Warning of next big ocean waves
Ocean wave dynamics is the main challenge for all ocean operations. Any information of useful accuracy about instantaneous wave heights and periods is not available today. The key focus is to predict large incoming waves for the next minutes, to be able to decide whether to start a critical lifting operation before or wait for after a big wave. Typically, in the winter time the operability of subsea operations is only about 30%, according to subsea operators. Typically, increasing the limitation on maximum wave heights by just 0.5m can reduce waiting time from one week to one day. Using real-time predictions of next minutes waves and vessel motions, will make it possible to operate in higher sea states than using existing conservative operations criteria, based on weather forecasts.
To develop an industrial solution, this Kongsberg Seatex ECOSTEPS project, funded by the MAROFF program from the Norwegian Research Council, has been started up.

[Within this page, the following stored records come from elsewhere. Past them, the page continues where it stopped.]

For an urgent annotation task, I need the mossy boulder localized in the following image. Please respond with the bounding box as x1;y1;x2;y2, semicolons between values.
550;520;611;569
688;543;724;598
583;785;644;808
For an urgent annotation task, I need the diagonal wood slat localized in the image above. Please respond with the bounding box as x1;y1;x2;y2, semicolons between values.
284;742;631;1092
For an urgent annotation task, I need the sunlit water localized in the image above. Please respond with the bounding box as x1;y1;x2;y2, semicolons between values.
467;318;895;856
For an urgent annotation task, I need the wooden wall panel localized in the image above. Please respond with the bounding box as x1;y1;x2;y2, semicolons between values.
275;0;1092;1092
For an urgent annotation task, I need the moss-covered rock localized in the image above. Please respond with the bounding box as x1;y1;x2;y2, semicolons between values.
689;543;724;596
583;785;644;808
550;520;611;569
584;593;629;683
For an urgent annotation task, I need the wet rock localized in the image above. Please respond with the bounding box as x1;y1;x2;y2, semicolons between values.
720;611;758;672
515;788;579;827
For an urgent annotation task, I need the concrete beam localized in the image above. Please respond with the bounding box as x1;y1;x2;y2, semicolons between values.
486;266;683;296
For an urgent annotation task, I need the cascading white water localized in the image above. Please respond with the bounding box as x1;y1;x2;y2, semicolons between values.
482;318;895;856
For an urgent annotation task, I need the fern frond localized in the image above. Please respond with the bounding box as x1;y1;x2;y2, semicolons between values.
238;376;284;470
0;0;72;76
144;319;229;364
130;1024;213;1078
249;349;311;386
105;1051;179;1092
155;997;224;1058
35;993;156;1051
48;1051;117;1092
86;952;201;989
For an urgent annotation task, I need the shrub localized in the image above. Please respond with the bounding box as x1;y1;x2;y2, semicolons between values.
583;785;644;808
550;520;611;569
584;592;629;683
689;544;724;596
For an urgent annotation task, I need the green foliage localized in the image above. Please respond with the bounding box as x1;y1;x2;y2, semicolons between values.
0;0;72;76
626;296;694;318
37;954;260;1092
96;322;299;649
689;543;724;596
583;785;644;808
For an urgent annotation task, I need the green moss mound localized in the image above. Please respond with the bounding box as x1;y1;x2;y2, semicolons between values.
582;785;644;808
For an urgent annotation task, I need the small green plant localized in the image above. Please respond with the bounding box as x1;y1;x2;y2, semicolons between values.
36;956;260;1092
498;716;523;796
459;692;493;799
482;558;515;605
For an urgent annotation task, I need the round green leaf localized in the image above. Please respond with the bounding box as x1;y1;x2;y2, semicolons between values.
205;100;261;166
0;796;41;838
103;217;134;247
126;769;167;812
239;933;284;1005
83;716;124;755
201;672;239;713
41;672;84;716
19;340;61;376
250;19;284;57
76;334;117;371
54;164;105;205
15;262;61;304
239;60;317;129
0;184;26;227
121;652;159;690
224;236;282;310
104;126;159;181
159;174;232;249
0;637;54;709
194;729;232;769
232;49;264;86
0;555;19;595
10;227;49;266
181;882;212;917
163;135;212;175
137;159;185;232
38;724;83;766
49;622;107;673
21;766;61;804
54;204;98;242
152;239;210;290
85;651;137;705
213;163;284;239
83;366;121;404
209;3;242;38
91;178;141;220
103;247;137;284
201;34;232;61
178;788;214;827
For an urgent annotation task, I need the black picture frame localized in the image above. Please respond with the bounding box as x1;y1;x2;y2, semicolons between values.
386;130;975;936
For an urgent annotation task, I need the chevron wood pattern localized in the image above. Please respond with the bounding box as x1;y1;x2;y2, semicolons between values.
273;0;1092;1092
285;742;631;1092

Example of raw data from navigation radar and predicted corresponding wave pattern
ONBOARD REAL-TIME WAVE AND VESSEL MOTION PREDICTIONS AND MEASUREMENTS
Uni Research Polytec, together with Meteorological Institute MET, MIT Ocean Research and Kongsberg Maritime radar specialists, are developing the new RIMARC wave pattern recovery software. Kongsberg is already collecting radar data from a Norwegian coastal ferry. The already promising wave pattern predictions are checked against the new MET advanced wave buoys outside Ålesund. Wave propagation model tests have been carried out at SINTEF Ocean to check the accuracy of a linear wave prediction method and to evaluate the most important non-linear wave effects to be included for the onboard next minutes wave prediction software. SINTEF Ocean is developing a method to calculate real-time vessel motions. Kongsberg VMM-200 (Vessel Motion Monitor) measures and analyzes vessel motions from MRU sensors on the vessel.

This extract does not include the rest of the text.